Um passeio no centro – o positivismo através do patrimônio erguido no Centro Histórico de Porto Alegre


Considero que um dos principais elementos do ensino é a vivência, a comprovação e o empírico. Em História podemos trabalhar esses pontos a partir a partir de várias “fontes documentais”. Se tudo aquilo produzido por sociedades humanas do passado pode contar as suas Histórias, então o que foi construído pelos homens também pode nos revelar o passado.
A partir disso, temos a noção de patrimônio histórico. A ideia de patrimônio histórico vem da Revolução Francesa e da necessidade de se construir uma nação. Era necessária fazer a nova pátria francesa, que deveria ter símbolos que a identificassem, sejam eles uma bandeira tricolor, ou a catedral de Notre-Dame. O patrimônio histórico faz parte da nossa memória nacional e local. Afinal, ao que nos remete a Casa Branca, a Torre Eiffel, o Big Ben, ou o Coliseu?

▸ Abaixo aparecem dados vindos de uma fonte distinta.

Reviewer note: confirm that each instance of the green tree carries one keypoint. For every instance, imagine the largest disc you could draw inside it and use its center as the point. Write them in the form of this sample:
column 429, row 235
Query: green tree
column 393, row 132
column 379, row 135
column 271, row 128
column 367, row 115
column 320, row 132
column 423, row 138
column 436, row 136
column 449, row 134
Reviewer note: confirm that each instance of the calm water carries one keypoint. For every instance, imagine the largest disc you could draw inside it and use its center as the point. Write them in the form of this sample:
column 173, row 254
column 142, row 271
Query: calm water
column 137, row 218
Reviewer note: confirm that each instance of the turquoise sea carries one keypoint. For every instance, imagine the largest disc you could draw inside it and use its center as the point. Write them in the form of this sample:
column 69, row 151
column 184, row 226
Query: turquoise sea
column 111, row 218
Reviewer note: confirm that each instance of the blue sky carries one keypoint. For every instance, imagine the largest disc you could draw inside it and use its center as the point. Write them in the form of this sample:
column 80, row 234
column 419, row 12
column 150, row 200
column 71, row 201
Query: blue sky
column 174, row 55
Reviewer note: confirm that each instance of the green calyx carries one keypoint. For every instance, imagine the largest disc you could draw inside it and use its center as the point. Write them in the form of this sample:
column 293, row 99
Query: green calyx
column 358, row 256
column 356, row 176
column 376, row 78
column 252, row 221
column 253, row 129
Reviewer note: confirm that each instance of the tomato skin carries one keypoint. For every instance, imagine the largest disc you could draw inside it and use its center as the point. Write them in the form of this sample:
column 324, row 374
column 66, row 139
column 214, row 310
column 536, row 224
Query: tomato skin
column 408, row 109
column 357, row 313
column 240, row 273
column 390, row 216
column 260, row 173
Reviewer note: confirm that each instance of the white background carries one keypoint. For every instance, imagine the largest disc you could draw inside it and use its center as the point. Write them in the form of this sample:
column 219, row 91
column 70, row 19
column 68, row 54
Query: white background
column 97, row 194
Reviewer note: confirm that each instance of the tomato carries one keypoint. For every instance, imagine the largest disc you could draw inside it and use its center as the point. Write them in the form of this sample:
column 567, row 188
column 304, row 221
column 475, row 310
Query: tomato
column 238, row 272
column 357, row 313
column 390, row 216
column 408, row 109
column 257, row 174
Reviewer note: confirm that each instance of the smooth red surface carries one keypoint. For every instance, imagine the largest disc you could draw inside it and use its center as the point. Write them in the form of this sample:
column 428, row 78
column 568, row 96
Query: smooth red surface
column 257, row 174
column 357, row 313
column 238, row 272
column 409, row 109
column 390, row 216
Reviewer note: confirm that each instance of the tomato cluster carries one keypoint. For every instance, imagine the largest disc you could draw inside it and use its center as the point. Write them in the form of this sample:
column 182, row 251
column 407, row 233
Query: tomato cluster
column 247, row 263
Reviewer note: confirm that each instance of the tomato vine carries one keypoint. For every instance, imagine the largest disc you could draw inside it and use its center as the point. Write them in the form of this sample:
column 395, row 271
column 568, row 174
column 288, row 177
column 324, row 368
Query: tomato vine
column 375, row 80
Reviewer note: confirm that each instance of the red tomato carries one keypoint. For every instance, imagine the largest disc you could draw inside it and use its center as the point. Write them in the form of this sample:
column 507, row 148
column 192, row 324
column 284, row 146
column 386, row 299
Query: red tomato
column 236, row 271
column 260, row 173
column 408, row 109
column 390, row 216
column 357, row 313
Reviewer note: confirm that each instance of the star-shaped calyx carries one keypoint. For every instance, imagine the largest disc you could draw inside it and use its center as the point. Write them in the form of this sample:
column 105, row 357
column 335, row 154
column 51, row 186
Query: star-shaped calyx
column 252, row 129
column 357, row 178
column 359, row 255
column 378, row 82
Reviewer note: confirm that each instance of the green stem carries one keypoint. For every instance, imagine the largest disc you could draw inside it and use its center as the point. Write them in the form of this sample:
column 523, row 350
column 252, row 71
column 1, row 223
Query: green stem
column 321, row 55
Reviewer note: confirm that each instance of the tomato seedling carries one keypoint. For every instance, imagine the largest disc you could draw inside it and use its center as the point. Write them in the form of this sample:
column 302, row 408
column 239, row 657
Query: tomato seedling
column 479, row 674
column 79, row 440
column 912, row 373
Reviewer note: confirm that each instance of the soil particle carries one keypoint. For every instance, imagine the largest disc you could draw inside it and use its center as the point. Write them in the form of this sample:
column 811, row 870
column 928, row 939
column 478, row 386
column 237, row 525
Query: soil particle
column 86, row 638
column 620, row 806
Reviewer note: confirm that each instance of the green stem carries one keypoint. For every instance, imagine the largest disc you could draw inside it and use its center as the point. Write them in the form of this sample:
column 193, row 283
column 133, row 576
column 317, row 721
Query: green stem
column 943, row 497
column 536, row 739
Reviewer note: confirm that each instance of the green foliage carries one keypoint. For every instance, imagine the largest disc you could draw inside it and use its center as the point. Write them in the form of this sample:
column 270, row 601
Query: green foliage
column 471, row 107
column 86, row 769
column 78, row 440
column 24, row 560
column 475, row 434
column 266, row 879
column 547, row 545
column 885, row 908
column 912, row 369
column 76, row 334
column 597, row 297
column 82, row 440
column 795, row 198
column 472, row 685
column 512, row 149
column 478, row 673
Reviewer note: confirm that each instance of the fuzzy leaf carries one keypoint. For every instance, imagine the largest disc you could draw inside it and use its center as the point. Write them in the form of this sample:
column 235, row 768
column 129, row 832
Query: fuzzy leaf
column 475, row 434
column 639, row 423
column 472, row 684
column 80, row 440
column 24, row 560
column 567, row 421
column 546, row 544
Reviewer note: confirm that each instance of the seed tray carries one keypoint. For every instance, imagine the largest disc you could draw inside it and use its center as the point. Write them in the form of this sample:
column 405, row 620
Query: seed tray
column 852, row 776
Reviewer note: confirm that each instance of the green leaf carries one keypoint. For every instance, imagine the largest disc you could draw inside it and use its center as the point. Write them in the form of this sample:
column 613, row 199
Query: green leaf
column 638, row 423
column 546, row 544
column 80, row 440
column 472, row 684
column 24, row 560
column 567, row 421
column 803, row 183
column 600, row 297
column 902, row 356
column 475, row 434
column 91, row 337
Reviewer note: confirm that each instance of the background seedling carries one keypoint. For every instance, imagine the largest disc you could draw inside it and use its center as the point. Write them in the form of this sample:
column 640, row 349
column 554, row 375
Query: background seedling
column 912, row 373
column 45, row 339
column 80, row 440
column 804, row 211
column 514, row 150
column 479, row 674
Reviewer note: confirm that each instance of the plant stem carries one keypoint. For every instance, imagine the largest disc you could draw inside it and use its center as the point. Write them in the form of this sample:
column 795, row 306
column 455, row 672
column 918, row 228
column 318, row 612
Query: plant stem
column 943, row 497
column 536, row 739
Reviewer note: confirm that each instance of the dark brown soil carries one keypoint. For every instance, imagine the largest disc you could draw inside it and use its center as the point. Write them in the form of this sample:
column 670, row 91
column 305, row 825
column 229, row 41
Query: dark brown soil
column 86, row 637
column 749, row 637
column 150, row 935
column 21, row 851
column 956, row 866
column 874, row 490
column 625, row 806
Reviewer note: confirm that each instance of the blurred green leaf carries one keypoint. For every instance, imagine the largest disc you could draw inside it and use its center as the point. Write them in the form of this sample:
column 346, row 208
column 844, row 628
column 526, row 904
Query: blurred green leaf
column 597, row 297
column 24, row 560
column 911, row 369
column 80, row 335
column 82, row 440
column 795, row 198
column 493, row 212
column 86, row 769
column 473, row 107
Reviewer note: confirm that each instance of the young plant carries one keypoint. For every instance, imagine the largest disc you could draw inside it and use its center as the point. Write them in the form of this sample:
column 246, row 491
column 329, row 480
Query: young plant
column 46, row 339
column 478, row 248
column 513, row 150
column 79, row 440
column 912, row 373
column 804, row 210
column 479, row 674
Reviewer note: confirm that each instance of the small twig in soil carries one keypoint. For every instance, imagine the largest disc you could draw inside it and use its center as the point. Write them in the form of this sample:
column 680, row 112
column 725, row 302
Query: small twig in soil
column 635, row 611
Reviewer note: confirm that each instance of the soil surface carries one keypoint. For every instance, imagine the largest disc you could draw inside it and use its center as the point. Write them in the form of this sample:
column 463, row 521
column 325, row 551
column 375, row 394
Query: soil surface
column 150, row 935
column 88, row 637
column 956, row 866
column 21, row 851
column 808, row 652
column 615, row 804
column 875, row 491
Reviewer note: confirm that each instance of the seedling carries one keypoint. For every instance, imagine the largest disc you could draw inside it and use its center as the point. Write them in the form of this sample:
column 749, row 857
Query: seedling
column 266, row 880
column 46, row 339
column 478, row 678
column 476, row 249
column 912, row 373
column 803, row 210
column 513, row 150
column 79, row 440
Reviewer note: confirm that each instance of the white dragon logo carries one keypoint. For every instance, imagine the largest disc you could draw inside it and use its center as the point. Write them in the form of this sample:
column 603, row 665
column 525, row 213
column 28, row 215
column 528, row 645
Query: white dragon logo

Um simples passeio pelo centro de Porto Alegre pode
contar muito de sua História

E em geral a maior parte desse patrimônio edificado pelo homem encontra-se nos meios urbanos. E não é por acaso. Afinal, a História da Humanidade é marcada por essa transição do rural para o urbano.
E é o centro a parte mais relevante e reveladora de uma cidade. O centro é o coração pulsante, por onde passam milhares de pessoas de vários lugares diferentes. Ali existe a vida humana.
Em Porto Alegre, o centro não é geográfico, ou geométrico, mas histórico. A cidade começou a partir do centro, mas ele não é exatamente no meio dela. Ocorre que apesar de Porto Alegre ter mais de 240 anos, a maior parte do patrimônio histórico data do início do século XX, quando a cidade e o Rio Grande do Sul viviam sob forte influência do positivismo.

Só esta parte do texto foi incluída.